Fast Shadow Receiver provides three types of shadow receiver, InfinitePlaneShadowReceiver, MeshShadowReceiver and RaycastPlaneShadowReceiver.
If your scene consists of one big flat plane and small objects (I mean, not so big, for example: buildings, trees and so on), you can use InfinitePlaneShadowReceiver. You can still cast shadows on the small objects, because rendering shadows on small objects will not take so much time. The following image shows an example of InfinitePlaneShadowReceiver. In this case, the plane floor object is the large environment object, and InfinitePlaneShadowReceiver creates a rectangle mesh on the floor. The cylinder object is not counted as the large environment object and it is also receiving the shadow from the projector.
MeshShadowReceiver or RaycastPlaneShadowReceiver
If the large environment object in your scene has non flat surface, these two receivers are suitable to be used.
MeshShadowReceiver will pick up polygons from the mesh of the large environment object.

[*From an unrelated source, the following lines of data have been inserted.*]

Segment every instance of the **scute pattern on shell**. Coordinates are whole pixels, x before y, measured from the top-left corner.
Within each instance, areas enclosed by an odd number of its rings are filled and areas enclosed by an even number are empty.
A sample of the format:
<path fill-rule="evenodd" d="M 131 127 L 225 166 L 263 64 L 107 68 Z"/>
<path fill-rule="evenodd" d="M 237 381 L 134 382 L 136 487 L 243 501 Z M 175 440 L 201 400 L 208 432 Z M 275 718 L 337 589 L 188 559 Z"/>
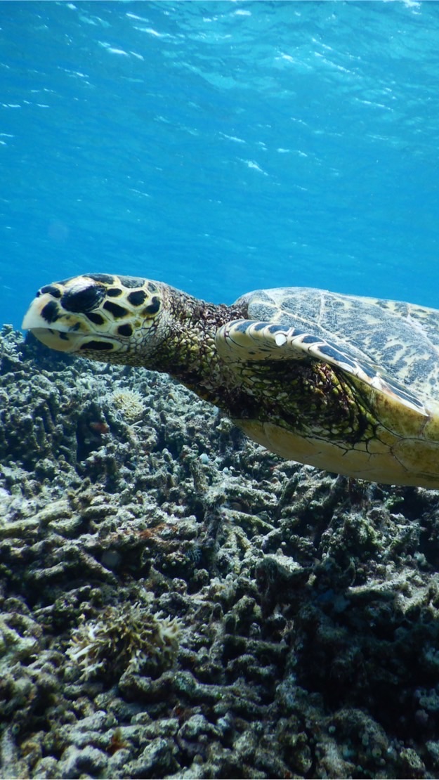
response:
<path fill-rule="evenodd" d="M 281 287 L 243 296 L 249 317 L 296 327 L 333 342 L 352 356 L 366 356 L 420 394 L 439 382 L 439 313 L 400 301 Z"/>

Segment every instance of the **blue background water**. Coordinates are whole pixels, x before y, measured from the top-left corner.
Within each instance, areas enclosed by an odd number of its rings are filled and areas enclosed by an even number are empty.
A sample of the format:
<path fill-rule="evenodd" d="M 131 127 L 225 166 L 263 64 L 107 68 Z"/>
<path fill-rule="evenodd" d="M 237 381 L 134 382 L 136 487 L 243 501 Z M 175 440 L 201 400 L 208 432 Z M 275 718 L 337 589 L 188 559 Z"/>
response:
<path fill-rule="evenodd" d="M 87 271 L 439 307 L 437 2 L 2 2 L 0 27 L 0 321 Z"/>

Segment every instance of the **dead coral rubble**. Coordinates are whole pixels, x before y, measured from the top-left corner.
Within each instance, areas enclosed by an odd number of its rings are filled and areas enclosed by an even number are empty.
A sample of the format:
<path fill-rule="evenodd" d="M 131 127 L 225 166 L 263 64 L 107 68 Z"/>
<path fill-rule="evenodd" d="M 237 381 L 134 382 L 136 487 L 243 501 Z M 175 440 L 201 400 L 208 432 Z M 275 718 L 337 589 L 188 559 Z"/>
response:
<path fill-rule="evenodd" d="M 439 504 L 0 339 L 3 777 L 434 778 Z"/>

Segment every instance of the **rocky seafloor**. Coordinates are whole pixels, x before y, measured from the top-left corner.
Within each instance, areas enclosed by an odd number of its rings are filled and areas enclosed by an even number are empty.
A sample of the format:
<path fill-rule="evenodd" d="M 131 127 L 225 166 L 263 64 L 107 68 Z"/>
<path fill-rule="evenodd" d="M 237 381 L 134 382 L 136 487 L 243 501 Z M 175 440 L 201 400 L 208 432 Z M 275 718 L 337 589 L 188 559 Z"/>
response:
<path fill-rule="evenodd" d="M 439 494 L 0 339 L 3 778 L 437 778 Z"/>

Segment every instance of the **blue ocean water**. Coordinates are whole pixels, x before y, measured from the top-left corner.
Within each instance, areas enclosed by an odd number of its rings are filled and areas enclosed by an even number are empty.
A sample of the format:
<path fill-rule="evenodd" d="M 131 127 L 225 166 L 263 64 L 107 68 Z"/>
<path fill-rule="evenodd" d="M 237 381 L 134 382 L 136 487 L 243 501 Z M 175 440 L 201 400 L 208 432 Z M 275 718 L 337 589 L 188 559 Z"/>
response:
<path fill-rule="evenodd" d="M 2 2 L 0 28 L 0 321 L 90 271 L 439 307 L 437 2 Z"/>

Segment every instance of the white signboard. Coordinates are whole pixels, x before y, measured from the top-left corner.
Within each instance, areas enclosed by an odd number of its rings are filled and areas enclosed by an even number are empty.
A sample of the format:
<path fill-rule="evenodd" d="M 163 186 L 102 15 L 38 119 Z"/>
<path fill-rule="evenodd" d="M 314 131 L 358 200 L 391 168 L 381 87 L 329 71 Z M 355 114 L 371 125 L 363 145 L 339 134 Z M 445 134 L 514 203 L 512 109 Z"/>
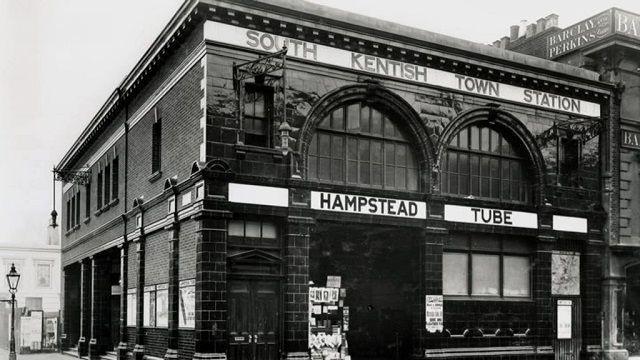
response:
<path fill-rule="evenodd" d="M 277 52 L 283 46 L 287 46 L 287 56 L 295 59 L 414 83 L 440 86 L 463 93 L 472 93 L 551 110 L 584 116 L 600 116 L 600 105 L 596 103 L 273 35 L 253 29 L 207 21 L 204 25 L 204 34 L 207 40 L 259 51 Z"/>
<path fill-rule="evenodd" d="M 340 289 L 326 287 L 310 287 L 309 301 L 311 303 L 336 302 L 339 298 Z"/>
<path fill-rule="evenodd" d="M 538 214 L 536 213 L 486 209 L 472 206 L 445 204 L 444 219 L 446 221 L 469 224 L 510 226 L 528 229 L 538 228 Z"/>
<path fill-rule="evenodd" d="M 243 204 L 289 206 L 289 189 L 229 183 L 229 201 Z"/>
<path fill-rule="evenodd" d="M 553 230 L 572 231 L 586 234 L 587 219 L 573 216 L 553 215 Z"/>
<path fill-rule="evenodd" d="M 571 339 L 571 300 L 558 300 L 558 339 Z"/>
<path fill-rule="evenodd" d="M 434 333 L 442 332 L 443 327 L 443 305 L 442 295 L 425 295 L 425 321 L 427 331 Z"/>
<path fill-rule="evenodd" d="M 426 219 L 427 204 L 422 201 L 377 198 L 362 195 L 311 192 L 311 208 L 353 214 Z"/>

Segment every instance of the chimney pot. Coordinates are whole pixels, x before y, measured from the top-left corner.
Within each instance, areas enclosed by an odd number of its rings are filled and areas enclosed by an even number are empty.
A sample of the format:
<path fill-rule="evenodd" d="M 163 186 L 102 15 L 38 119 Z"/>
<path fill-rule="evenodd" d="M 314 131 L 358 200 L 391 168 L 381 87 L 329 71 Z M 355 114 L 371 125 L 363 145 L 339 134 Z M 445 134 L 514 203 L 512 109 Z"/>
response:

It can cover not only a single MeshRenderer object but also multiple MeshRenderer objects and Unity Terrain object. This method will take some CPU time.

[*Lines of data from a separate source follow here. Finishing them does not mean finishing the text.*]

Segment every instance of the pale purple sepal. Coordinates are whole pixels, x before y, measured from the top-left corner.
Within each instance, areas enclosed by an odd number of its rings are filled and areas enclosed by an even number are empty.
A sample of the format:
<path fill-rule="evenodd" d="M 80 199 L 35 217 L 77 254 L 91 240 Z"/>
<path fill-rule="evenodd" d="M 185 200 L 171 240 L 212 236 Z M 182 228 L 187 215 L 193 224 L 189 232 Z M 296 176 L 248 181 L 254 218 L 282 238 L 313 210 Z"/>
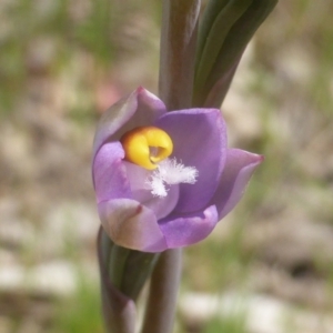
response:
<path fill-rule="evenodd" d="M 213 196 L 225 162 L 226 129 L 218 109 L 189 109 L 169 112 L 157 120 L 174 142 L 172 157 L 184 165 L 195 167 L 195 184 L 180 184 L 178 213 L 206 208 Z"/>
<path fill-rule="evenodd" d="M 93 141 L 93 157 L 107 141 L 119 140 L 137 127 L 150 125 L 167 112 L 164 103 L 140 87 L 111 105 L 101 117 Z"/>
<path fill-rule="evenodd" d="M 182 248 L 205 239 L 219 221 L 214 205 L 186 216 L 171 216 L 160 222 L 169 249 Z"/>
<path fill-rule="evenodd" d="M 155 214 L 138 201 L 114 199 L 100 202 L 98 208 L 102 225 L 115 244 L 145 252 L 168 249 Z"/>
<path fill-rule="evenodd" d="M 240 149 L 229 149 L 226 151 L 225 167 L 219 188 L 211 201 L 211 204 L 216 205 L 220 220 L 239 203 L 255 168 L 263 160 L 262 155 Z"/>

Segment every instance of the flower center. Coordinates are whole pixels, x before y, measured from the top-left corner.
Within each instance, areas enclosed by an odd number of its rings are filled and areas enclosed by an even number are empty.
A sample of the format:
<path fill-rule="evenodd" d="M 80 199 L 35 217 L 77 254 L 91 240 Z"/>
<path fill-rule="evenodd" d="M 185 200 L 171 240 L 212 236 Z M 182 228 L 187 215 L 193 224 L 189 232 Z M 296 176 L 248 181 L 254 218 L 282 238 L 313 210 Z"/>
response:
<path fill-rule="evenodd" d="M 161 129 L 154 127 L 135 128 L 120 139 L 129 162 L 148 170 L 158 168 L 159 162 L 171 155 L 173 143 Z"/>
<path fill-rule="evenodd" d="M 173 143 L 163 130 L 154 127 L 135 128 L 127 132 L 120 142 L 125 160 L 152 170 L 145 183 L 154 196 L 167 196 L 168 185 L 196 182 L 199 172 L 194 167 L 178 163 L 175 158 L 168 159 L 173 151 Z"/>

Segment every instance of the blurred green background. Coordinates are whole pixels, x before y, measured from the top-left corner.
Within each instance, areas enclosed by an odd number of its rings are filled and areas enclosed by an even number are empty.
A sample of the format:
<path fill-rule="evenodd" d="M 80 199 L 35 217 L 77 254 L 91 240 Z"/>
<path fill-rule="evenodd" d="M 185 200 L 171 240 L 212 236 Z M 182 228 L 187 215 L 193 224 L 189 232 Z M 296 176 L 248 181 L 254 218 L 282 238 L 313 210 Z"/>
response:
<path fill-rule="evenodd" d="M 222 112 L 265 155 L 184 251 L 176 333 L 333 332 L 333 2 L 281 0 Z M 103 110 L 157 93 L 160 1 L 0 2 L 0 332 L 102 332 L 90 178 Z"/>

On the other hand, RaycastPlaneShadowReceiver will generate a quadrangle mesh at the place where a raycast hits, which is much faster than MeshShadowReceiver method. However, the quadrangle mesh will not fit the actual environment surface if it has large curvature.
Images below are examples of both methods. In these examples, the environment object is a terrain. The left image is using MeshShadowReceiver, and the right image is using RaycastPlaneShadowReceiver. As you can see, MeshShadowReceiver can make a mesh which perfectly fits the terrain surface. On the other hand, the mesh created by RaycastPlaneShadowReceiver does not fit the surface, since it is just a rectangle polygon. If the surface was concave, the rectangle polygon would intersect with the terrain surface.

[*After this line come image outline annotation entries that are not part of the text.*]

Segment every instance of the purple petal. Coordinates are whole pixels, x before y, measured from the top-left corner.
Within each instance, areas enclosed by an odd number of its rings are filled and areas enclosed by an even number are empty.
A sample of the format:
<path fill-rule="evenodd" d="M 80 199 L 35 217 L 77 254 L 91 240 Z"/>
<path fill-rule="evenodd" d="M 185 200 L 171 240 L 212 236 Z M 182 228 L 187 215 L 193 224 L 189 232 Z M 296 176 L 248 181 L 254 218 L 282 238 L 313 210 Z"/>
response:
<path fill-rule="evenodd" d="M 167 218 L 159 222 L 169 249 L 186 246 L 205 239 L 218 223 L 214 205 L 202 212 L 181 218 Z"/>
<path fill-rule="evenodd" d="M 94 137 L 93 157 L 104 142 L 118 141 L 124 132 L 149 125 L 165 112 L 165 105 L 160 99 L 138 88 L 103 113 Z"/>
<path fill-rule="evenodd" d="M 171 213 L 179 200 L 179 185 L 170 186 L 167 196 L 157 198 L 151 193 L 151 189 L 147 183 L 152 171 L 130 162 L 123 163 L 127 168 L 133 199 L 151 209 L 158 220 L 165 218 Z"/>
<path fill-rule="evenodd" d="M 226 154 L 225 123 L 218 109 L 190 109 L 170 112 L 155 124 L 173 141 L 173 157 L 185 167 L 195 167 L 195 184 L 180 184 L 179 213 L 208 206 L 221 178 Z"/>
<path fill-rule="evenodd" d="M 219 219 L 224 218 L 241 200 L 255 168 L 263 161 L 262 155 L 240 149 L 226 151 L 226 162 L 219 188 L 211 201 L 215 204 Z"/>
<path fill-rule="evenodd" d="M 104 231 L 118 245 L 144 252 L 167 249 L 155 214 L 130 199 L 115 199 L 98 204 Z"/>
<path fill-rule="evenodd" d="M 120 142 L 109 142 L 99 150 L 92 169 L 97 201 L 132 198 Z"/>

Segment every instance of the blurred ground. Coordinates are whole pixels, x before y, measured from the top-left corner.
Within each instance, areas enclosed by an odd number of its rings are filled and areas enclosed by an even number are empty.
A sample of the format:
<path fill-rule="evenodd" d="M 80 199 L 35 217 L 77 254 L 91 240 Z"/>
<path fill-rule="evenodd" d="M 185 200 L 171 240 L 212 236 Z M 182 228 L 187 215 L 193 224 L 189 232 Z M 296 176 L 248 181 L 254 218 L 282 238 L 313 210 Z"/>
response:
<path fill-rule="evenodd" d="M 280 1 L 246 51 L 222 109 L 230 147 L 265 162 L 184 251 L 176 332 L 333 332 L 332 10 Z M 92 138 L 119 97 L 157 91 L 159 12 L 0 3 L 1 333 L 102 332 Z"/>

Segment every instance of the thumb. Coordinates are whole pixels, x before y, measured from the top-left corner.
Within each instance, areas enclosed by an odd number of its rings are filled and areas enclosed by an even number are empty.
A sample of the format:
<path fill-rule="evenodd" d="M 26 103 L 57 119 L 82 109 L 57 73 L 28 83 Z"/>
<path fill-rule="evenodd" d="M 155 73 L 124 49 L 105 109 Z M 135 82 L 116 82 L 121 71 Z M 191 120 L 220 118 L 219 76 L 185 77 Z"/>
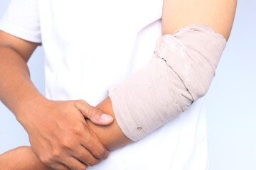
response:
<path fill-rule="evenodd" d="M 99 125 L 107 125 L 113 122 L 113 118 L 104 113 L 100 109 L 88 104 L 86 101 L 79 100 L 75 106 L 83 116 L 90 119 L 92 123 Z"/>

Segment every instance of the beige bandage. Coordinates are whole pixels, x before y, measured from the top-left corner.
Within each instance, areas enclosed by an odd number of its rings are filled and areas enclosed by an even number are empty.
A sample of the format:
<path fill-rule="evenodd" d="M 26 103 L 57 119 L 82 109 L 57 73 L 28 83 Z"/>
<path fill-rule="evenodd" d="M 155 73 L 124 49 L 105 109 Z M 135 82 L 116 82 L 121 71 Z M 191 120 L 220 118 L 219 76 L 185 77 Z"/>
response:
<path fill-rule="evenodd" d="M 124 134 L 138 140 L 203 96 L 215 76 L 226 40 L 203 24 L 161 35 L 157 57 L 122 84 L 109 89 Z"/>

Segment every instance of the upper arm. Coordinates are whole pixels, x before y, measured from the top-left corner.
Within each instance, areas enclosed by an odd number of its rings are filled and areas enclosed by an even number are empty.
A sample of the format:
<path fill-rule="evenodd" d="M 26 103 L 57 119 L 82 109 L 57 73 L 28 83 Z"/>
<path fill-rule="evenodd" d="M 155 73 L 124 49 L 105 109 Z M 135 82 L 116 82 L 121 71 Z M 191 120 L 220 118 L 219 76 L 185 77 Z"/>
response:
<path fill-rule="evenodd" d="M 228 40 L 237 0 L 164 0 L 162 34 L 172 34 L 193 23 L 203 23 Z"/>
<path fill-rule="evenodd" d="M 0 30 L 0 47 L 4 46 L 12 49 L 18 53 L 26 62 L 28 61 L 32 53 L 39 45 Z"/>

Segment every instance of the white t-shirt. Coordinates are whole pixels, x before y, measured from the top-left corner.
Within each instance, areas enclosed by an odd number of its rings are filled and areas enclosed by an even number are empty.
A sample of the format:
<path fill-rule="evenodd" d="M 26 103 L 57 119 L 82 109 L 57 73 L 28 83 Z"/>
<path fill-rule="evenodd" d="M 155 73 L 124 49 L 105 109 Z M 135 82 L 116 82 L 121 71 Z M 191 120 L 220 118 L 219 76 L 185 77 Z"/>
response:
<path fill-rule="evenodd" d="M 96 106 L 154 56 L 163 1 L 12 0 L 0 29 L 42 42 L 46 97 Z M 208 169 L 204 98 L 90 170 Z"/>

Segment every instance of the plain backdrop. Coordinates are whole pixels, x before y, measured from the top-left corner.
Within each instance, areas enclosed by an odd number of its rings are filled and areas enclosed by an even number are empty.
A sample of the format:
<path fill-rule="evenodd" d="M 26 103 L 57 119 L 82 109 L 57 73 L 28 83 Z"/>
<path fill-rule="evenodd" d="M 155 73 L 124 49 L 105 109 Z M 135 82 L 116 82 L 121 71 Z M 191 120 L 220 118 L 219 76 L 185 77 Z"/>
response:
<path fill-rule="evenodd" d="M 0 18 L 10 0 L 1 0 Z M 44 89 L 44 54 L 33 53 L 32 81 Z M 256 0 L 238 1 L 231 35 L 207 98 L 210 170 L 256 169 Z M 29 145 L 28 135 L 0 102 L 0 154 Z M 175 169 L 174 169 L 175 170 Z"/>

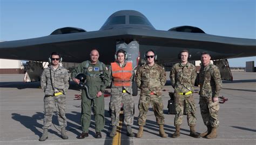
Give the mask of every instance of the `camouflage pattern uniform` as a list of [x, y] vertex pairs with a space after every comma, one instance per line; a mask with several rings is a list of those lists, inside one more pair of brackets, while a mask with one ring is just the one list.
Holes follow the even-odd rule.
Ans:
[[[174, 89], [175, 107], [177, 114], [175, 115], [174, 125], [181, 125], [183, 121], [183, 111], [187, 113], [188, 126], [195, 126], [196, 103], [193, 93], [187, 95], [179, 93], [187, 93], [194, 91], [194, 84], [197, 77], [196, 67], [187, 62], [175, 64], [170, 74], [172, 86]], [[184, 111], [184, 102], [186, 102], [186, 111]]]
[[[126, 62], [122, 66], [122, 68], [125, 66]], [[111, 66], [109, 67], [109, 71], [110, 78], [112, 79]], [[111, 108], [111, 119], [112, 126], [118, 126], [119, 121], [119, 114], [121, 108], [121, 104], [123, 103], [124, 113], [124, 124], [126, 125], [132, 126], [133, 124], [133, 108], [134, 100], [132, 97], [132, 78], [134, 71], [131, 77], [131, 85], [130, 86], [117, 86], [111, 83], [111, 97], [110, 98], [110, 108]], [[125, 89], [126, 92], [123, 93], [123, 89]]]
[[[139, 126], [145, 125], [146, 114], [150, 103], [157, 124], [164, 124], [164, 105], [161, 96], [161, 89], [166, 82], [166, 74], [164, 69], [156, 63], [152, 67], [145, 64], [137, 70], [135, 80], [138, 87], [140, 89], [138, 105], [139, 111], [138, 125]], [[150, 95], [152, 92], [153, 95]]]
[[[55, 90], [52, 89], [50, 71], [51, 73], [52, 85]], [[56, 70], [50, 66], [43, 71], [41, 87], [45, 94], [44, 98], [44, 129], [49, 129], [51, 125], [55, 106], [57, 110], [59, 127], [66, 126], [65, 95], [69, 89], [69, 79], [68, 70], [61, 66], [59, 66]], [[63, 95], [53, 96], [55, 91], [61, 92]]]
[[[86, 66], [87, 63], [89, 65]], [[103, 70], [100, 70], [100, 65], [102, 65]], [[100, 72], [102, 71], [103, 72]], [[73, 70], [71, 78], [75, 78], [76, 75], [80, 73], [86, 75], [85, 85], [88, 88], [88, 93], [91, 97], [97, 95], [99, 91], [102, 92], [102, 96], [90, 99], [86, 96], [85, 89], [82, 90], [81, 124], [83, 132], [88, 133], [89, 131], [91, 123], [92, 104], [94, 111], [93, 114], [95, 116], [95, 130], [96, 132], [100, 132], [103, 129], [105, 125], [104, 92], [109, 84], [110, 76], [107, 68], [103, 63], [99, 61], [95, 64], [92, 64], [90, 61], [86, 61], [81, 63], [77, 68]], [[102, 75], [100, 75], [101, 73], [103, 73]]]
[[205, 125], [218, 128], [219, 102], [212, 102], [213, 97], [219, 97], [222, 82], [219, 68], [211, 63], [201, 66], [199, 73], [200, 109]]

MeshShadowReceiver vs InfinitePlaneShadowReceiver
The following image shows an example of MeshShadowReceiver compared to InfinitePlaneShadowReceiver in the pervious example. The cylinder object is counted as the large environment object, and the mesh created by the MeshShadowReceiver contains a part of the cylinder surface. This is just an example to show how MeshShadowReceiver works. In this situation, using InfinitePlaneShadowReceiver is recommended.